Stockhausen Syndrome?

By Greg Last edited 164 months ago
Stockhausen Syndrome?

Is it yet possible to write something about German composer Karlheinz Stockhausen without mentioning his little 9/11 faux pas? (Oh wait, the Guardian just did...) For those of you who might not remember, just five days after September 11, that wacky Karlheinz declared at a press conference that the attack on the World Trade Center was, in fact, "das grosste Kunstwerk, das es je gegeben hat." For those of you with rusty German, that would be "the greatest artwork ever made."

Okay, so he was already backtracking a few minutes later, and he made public apologies, FAR too much ink was spilled on the subject, and there comes a time when you forgive and forget, right? Well, we would, except that the comment seems to just confirm everything we suspected about Stockhausen's complete loss of touch from reality. There are many, many stories that could be related: he seems not to have been joking when he said he believed to have come to Earth from another planet (just like Jesus did...); he lives in a house where all the rooms are irregular polygons of twelve sides; he claims aspects of his compositions come to him in "dreams," which are fairly obviously LSD trips; he is quasi-polygamous. (We're not sure about the truth of that last one, but everyone says so, and we really don't want to run that Google search...) Basically, he's the Michael Jackson of the post-war avant-garde.

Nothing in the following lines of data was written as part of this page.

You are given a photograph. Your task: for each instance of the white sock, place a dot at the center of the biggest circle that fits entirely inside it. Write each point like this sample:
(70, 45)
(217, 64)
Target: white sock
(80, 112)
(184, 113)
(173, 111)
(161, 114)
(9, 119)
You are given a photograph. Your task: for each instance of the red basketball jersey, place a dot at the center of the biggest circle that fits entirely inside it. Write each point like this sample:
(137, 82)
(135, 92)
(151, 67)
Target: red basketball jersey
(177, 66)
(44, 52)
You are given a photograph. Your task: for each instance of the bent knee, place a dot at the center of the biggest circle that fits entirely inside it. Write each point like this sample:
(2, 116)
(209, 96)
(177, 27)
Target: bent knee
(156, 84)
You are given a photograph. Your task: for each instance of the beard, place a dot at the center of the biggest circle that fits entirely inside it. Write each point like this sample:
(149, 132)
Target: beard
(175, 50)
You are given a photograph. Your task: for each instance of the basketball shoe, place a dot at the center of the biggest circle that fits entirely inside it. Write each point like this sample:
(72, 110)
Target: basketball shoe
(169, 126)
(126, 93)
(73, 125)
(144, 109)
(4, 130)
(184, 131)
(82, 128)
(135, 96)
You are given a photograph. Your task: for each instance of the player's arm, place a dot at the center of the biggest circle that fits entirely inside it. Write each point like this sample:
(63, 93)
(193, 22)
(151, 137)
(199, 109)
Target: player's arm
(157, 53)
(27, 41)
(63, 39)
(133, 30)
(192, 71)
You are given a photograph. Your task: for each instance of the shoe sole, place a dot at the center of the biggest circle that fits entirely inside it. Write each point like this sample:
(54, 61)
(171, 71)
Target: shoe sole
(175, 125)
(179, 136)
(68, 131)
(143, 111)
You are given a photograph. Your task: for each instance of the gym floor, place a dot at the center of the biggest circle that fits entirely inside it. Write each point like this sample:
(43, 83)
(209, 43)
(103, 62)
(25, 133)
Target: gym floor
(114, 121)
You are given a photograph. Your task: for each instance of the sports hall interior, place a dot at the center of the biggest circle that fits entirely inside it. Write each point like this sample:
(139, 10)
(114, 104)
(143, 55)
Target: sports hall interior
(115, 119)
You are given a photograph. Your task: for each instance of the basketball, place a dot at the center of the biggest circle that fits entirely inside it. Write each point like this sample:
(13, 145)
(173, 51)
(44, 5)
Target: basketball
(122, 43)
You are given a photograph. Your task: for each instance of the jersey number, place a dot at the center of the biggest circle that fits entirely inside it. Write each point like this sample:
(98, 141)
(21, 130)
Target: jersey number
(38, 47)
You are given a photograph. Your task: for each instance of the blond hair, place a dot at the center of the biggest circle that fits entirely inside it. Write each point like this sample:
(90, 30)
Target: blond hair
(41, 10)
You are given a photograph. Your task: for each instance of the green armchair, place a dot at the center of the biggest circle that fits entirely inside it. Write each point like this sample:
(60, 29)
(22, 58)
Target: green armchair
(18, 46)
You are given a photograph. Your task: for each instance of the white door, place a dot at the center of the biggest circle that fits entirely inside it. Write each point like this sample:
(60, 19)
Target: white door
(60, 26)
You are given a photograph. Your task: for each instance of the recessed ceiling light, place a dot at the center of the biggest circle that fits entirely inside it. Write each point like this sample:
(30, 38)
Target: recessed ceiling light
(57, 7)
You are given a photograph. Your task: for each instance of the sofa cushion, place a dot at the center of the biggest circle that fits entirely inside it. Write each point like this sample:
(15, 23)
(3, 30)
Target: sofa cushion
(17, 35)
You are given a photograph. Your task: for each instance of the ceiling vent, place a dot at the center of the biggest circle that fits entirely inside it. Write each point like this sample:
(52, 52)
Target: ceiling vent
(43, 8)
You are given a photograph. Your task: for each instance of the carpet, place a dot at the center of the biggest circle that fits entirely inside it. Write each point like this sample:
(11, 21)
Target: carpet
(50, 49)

Of course, Michael Jackson made some of the best pop music ever written. Stockhausen... not so much. He was a crucially influential composer, a pioneer in many ways. Unfortunately, though, he was also a pioneer in the tragic renunciation on the part of concert music of a heathly, meaningful relationship with its audience - or in his case, any relationship with the real world at all.

His personal eccentricities dovetail with something very wrong with much of his music. And the music was made possible by the Faustian pact with government and high-prestige cultural instutions, whose funding offered the illusion of absolute artistic freedom, at a cost. (Has Londonist complained about this before? We believe we may have...) The situation led to Cornelius Cardew's notorious (a now hilariously dated) denunciation: "Stockhausen Serves Imperialism." We can do without Cardew's Stalinist rhetoric, but you have to admit he has a point.

The sad thing is, some of his early pieces, Gesang der Junglinge and the Electronic Studies, above all, are really wonderful. His reputation among electronic musicians today rests primarly on these pieces, and not on the embarrassing, gimmicky stunts he staged when his Messiah complex started to get out of control. Whatever else he did later, you can hear that at one time he had a very powerful musical imagination. (And we do so relish the story of his getting sassy all up in Theodor Adorno's face at Darmstadt in the 50s.) But then... he wrote a lot of really crap pieces.

Luckily, when he comes to London, he's presenting one of the good ones, Kontakte from 1958-60, the first piece to integrate live performers with pre-recorded electronic sounds. Although it has its opaque moments, there are moments of real aural wit. The other piece on the program Oktophonie from 1990, is an unknown quantity to us, since we gave up listening to the Licht operas and their extracts quite a while ago. But we're willing to give it a try.

There's a possibility, however, that we won't get the chance. Writing about the notrious 9/11 quip, the new Oxford History of Western Music informs us:

Though shocking at the time, the sentiment (or fantasy) was familiar: Hans Werner Henze, in an essay of 1964, recalled Stockhausen "at the beginning of the 1950s" looking down on Vienna through the window of an automobile and gloating "in a few years I will have progressed so far that, with a single electronic bang, I'll be able to blow the whole city sky-high!"

If the Daily Mail gets wind of this, will he get let in to the country?